Former Sen. Barry Goldwater (R-Ariz.), the Republican Party's 1964 nominee for president.
Former Sen. Barry Goldwater (R-Ariz.), the Republican Party's 1964 nominee for president.
Bettmann via Getty Images

He was also an adviser to Arizona Sen. Barry Goldwater’s 1964 presidential campaign, at a time when “in academic circles, admitting to Goldwater leanings” was “close to wearing the scarlet letter,” according to the contemporary Wall Street Journal (cited in Angus Burgin’s The Great Persuasion). Goldwater sewed up the Republican Party’s nomination by uniting delegations from the South and the West against megarich Northern Republican Nelson Rockefeller. The campaign was almost entirely about racial politics ― specifically, the 1964 Civil Rights Act. Rockefeller, a financial supporter of Martin Luther King Jr., wanted Republicans to get behind the new law. Goldwater, who had voted against it, represented a bloc of Republicans who, according to conservative columnist Robert Novak, “want[ed] to unmistakably establish the Party of Lincoln as the white man’s party.”

Friedman insisted that the Civil Rights Act and other federal maneuvers to end segregation would backfire. The path to black liberation, he insisted, was a firm commitment to laissez-faire, free-market economics. Racism, according to Friedman, was a competitive disadvantage. Firms would miss out on the best talent by discriminating against black workers, and white customers who refused to shop alongside black customers would miss out on lower prices. In time, the market would administer racial harmony more efficiently than the federal government could.

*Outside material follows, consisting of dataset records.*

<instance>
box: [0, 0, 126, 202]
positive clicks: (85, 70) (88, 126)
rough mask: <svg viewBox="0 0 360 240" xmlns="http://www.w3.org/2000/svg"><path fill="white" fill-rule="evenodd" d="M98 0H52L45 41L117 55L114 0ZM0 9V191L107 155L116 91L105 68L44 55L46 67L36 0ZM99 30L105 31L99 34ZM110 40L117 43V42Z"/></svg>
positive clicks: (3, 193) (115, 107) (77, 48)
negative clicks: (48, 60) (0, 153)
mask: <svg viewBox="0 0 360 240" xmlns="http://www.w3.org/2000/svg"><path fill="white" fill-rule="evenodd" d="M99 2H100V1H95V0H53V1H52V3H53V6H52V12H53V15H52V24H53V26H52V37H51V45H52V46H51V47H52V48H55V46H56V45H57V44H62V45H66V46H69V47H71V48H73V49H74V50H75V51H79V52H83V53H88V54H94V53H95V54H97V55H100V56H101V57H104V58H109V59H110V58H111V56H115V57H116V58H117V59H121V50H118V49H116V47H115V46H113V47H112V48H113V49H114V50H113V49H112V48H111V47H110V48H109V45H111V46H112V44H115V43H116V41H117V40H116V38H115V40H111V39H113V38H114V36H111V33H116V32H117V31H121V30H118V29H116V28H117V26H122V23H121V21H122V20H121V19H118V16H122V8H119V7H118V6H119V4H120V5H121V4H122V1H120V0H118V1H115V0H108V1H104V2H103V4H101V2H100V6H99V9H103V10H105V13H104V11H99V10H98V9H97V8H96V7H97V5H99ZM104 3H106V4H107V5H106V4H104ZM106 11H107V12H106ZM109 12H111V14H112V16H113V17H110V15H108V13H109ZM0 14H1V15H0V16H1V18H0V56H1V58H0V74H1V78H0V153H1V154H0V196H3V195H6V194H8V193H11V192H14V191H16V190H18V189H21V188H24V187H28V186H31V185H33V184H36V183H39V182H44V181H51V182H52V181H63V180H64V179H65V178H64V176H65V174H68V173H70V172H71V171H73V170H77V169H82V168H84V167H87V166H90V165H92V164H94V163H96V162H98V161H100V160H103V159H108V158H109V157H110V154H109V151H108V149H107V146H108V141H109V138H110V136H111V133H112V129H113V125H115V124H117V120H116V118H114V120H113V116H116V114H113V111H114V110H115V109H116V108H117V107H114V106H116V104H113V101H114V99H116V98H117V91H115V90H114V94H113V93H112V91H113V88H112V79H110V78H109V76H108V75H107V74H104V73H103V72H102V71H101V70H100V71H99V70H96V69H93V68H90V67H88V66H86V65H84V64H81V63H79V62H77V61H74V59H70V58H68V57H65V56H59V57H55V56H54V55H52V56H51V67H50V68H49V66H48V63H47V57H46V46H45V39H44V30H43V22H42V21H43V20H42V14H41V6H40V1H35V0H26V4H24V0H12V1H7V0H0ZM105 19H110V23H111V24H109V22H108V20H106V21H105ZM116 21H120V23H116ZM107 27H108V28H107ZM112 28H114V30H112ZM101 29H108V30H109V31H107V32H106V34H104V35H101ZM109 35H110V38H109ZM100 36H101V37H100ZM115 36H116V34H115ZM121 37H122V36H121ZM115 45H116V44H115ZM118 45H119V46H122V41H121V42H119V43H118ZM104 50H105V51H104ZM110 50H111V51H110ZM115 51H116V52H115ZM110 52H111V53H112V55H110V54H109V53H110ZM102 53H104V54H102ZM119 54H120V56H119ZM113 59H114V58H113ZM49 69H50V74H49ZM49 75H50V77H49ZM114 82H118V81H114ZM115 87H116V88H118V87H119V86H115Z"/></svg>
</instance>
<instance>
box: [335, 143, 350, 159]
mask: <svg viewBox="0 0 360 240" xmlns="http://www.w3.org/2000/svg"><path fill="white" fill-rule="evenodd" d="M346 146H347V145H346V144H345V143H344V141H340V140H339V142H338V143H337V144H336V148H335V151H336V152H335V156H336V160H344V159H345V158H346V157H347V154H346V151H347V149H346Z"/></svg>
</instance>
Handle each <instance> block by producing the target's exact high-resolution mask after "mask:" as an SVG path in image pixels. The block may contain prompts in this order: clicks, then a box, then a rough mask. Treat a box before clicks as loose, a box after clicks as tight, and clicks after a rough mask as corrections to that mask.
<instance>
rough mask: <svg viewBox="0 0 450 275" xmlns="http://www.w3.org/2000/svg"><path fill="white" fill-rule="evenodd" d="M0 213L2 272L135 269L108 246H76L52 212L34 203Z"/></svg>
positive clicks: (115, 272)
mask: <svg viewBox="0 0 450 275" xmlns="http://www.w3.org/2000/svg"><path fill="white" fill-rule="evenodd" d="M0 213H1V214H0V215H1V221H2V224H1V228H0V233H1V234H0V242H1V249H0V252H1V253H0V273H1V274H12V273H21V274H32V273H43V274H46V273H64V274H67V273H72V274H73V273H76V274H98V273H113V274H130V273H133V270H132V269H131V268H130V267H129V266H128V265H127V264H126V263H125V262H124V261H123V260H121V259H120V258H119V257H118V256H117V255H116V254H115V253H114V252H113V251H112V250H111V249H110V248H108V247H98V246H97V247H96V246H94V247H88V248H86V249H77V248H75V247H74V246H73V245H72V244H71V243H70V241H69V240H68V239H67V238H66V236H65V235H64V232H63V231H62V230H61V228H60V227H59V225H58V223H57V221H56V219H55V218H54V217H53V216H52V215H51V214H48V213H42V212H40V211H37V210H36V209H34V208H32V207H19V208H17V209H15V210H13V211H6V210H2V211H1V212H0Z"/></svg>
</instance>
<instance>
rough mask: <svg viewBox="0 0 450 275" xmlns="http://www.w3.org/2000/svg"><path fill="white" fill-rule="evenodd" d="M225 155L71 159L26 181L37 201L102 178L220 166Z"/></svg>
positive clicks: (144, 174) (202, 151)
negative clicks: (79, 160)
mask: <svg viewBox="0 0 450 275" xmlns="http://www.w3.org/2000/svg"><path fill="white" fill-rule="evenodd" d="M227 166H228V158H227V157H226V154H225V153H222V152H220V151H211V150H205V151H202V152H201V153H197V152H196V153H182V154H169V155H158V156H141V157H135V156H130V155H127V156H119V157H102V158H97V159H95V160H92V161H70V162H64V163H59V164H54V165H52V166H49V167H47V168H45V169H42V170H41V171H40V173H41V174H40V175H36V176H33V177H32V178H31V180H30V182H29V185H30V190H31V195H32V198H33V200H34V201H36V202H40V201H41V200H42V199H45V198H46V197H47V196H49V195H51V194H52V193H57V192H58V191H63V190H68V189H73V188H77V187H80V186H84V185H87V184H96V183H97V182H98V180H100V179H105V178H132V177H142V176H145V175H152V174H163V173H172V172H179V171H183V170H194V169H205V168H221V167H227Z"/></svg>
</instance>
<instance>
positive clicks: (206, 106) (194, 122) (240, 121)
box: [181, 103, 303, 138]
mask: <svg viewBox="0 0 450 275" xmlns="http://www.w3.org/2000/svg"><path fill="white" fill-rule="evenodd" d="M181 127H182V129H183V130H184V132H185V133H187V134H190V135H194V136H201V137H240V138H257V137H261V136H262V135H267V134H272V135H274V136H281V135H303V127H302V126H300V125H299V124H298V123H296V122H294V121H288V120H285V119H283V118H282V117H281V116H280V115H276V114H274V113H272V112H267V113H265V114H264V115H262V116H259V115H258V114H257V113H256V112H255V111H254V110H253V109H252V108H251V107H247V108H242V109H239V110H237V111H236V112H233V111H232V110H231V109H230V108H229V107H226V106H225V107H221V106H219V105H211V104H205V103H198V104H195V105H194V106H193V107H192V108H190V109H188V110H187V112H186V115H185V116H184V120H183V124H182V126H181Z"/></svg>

He believed the same was true in education, where Friedman called for the government to provide families with school vouchers, which they could spend to purchase a spot for their children at a school of their choice, public or private. The resulting competition in the market for education would empower black America better and faster than integrating schools by busing in kids from different neighborhoods.

Of course, rank-and-file Republicans who pulled the lever for Goldwater in 1964 thought Friedman was totally wrong about all of this. They didn’t oppose Brown v. Board of Education and the Civil Rights Act because they believed these landmarks would prevent integration. They liked Goldwater because they thought he would defend the Jim Crow social order. Friedman’s classical liberalism just gave elite conservatives an excuse to ally with the nation’s most belligerent racists ― something to say at a cocktail party to establish a bit of rhetorical distance between themselves and the rabble.

So, Paul Ryan may well be the purest classical liberal in today’s revival, despite his relatively recent conversion. After spending his entire career touting his “conservative” credentials, Ryan announced a few weeks before the 2016 election: “I really call myself a classical liberal more than a conservative.” As the top Republican in the House, Ryan often bemoans Trump’s coarseness, while dutifully supporting almost every single Trump policy initiative.

Never-Trumpers like Weiss use similar rhetorical maneuvers when they discuss policy (though many, including Weiss, prefer to write about famous conservatives).

“It kills me that Trump and the Republican Party are turning Israel, which should be a progressive issue, into a right-wing one,” Weiss told HBO’s Bill Maher in May. Weiss doesn’t support the Trump administration’s decision to move the U.S. embassy in Israel to Jerusalem because she is a conservative. Don’t confuse her with a common Trumper when she dismisses the deaths of more than 50 Palestinian protesters from Israeli sniper bullets. And certainly don’t suggest, as Reason magazine’s Nick Gillespie recently did, that the "Intellectual Dark Web" that Weiss has been lionizing is really just a team of people who “totally agree … that Islam is a religion of hate.”

On the contrary, Weiss is a classical liberal. She doesn’t listen to classic rock, you see. She only listens to vinyl.